Professor's House

Christmas Tree Safety – Don’t Burn the House Down

Christmas trees are a staple in most households as a beautiful tradition that is celebrated and decorated with pure joy every year. Of course, every year there have been changes within the family structure, living arrangements, and countless other avenues that can impact on the safety of a family’s Christmas tree.

Most people really don’t give Christmas tree safety the due consideration it is worth. Since they have been an annual staple in our lives since we were born, we tend to just consider them a decoration and assume that we are being safe with their use and decoration.

The statistics are a bit sketchy, but the numbers come in at around 300 Christmas tree fires every year. A fire at any time of year is devastating. Yet it just seems so much worse when it happens around Christmas. A few simple precautions can help keep your home and your family much safer during the Christmas season.

Getting a live tree too early and setting ablaze with lights may very well be the leading cause of Christmas tree fires. The needles tend to dry out, and the heat from the light bulbs is a disaster waiting to happen, especially if the tree lights are left on for long periods of time.

Keeping a tree well hydrated may help minimize the drying process that the needles endure. When you initially purchase the tree, ask for an additional cut approximately one inch above the original cut like to help the tree absorb more moisture. Of course you will want to water your tree consistently while it is beautifying your home.

Running your hand over the needles of a tree before you buy it can help determine whether the tree is old and half dead or fresh and full of vitality. A few needles are bound to fall off, but if the needles fall off in clumps, then it’s a little too old and a little too dead.

If you tend to purchase your tree but wait several days or weeks prior to putting it up, store it our of direct sunlight and leave the end firmly planted in a bucket of water to help it stay alive, bright, and hydrated.

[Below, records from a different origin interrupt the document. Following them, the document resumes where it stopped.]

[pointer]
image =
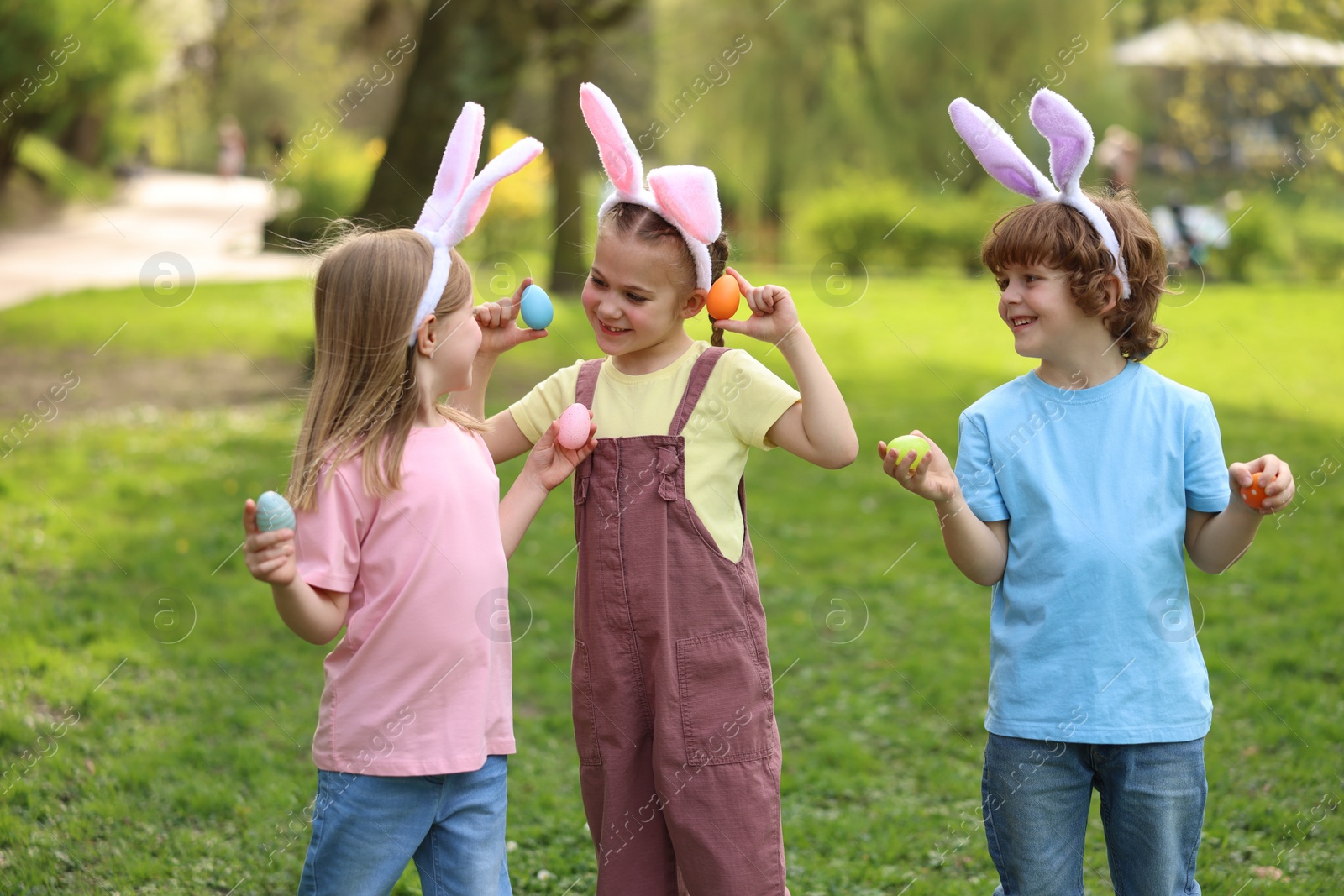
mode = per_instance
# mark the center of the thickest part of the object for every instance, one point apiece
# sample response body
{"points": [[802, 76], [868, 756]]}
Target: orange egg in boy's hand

Please us lights as they are intended. If they are for outdoor use, then use them outside. If they are for indoor use, then use them inside. Double check the packaging when purchasing lights to make sure they were safety tested. In most cases it is safe to assume that they were, but checking anyway helps ensure that someone took the time to produce a Christmas tree light that is a safe as possible. It’s never a good idea to put lights on a metal tree. Always make sure that artificial trees are fire retardant.

Naturally, keeping things tidy goes a long way toward safety. Dangling strings or frayed Christmas lights or even failing tree ornaments can pose a significant safety hazard. Wobbly trees or trees that are browning are unattractive and a potential safety nightmare. Little kids and untrained puppies find Christmas trees and their ornaments irresistible. One year when my parents had two little kids and one untrained puppy they put the Christmas tree in a portable crib to keep everyone safe.

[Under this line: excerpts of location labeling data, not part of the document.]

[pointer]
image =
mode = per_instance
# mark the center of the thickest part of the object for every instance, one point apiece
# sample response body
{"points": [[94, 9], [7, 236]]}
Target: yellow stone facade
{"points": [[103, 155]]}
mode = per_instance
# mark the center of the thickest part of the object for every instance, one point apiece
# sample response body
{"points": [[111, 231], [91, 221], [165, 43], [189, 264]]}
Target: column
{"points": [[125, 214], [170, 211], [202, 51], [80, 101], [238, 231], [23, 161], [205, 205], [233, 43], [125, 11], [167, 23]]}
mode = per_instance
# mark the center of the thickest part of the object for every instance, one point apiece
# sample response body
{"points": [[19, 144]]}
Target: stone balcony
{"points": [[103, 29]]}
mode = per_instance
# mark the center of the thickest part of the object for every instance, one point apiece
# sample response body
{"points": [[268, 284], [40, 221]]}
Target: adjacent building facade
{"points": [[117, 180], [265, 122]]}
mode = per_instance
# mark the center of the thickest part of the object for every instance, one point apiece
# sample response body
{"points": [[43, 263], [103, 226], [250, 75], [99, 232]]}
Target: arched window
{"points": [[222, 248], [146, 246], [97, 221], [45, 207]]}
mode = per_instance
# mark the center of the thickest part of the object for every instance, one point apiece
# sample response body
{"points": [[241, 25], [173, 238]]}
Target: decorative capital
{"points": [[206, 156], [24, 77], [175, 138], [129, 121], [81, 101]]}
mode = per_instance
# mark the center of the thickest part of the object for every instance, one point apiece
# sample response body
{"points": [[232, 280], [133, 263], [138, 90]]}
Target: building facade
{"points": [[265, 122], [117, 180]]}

The use of cords and extension cords often can not be avoided during the holiday decorating, however try to minimize their presence over long distances and high traffic areas. Tripping over the cord with enough force may cause the tree or other decorations to topple.

The decision to use real fire in any part of a Christmas tree decoration is not a good one. Real fire is dangerous and hazardous even in regards to non-traditional Christmas trees. Real fire should be limited to those areas which it can be contained, such as fire places, and well placed candles.

You should be sure to have the option to close off the room that the Christmas tree resides in to keep out pets and children when supervision is at a minimum. Dogs and children can be much more readily trained to stay away from the tree than an adventurous cat. Christmas tree decorations are often fragile, but enticing for any pet or child. Even a seemingly secure Christmas tree can topple onto a curious child or an ambitious pet. Taking precautions to avoid that tell tale crash in the middle of Christmas Dinner preparations really is a necessity no matter how well behaved the little ones in your house are.

Christmas tree safety is really about common sense. If something seems like a bad or even marginal idea, then it probably is. Ornaments and lights pose a larger threat than most people give them credit for when it comes to animals and kids, and it’s up to the adults to find safe and attractive methods of dealing with these hazards.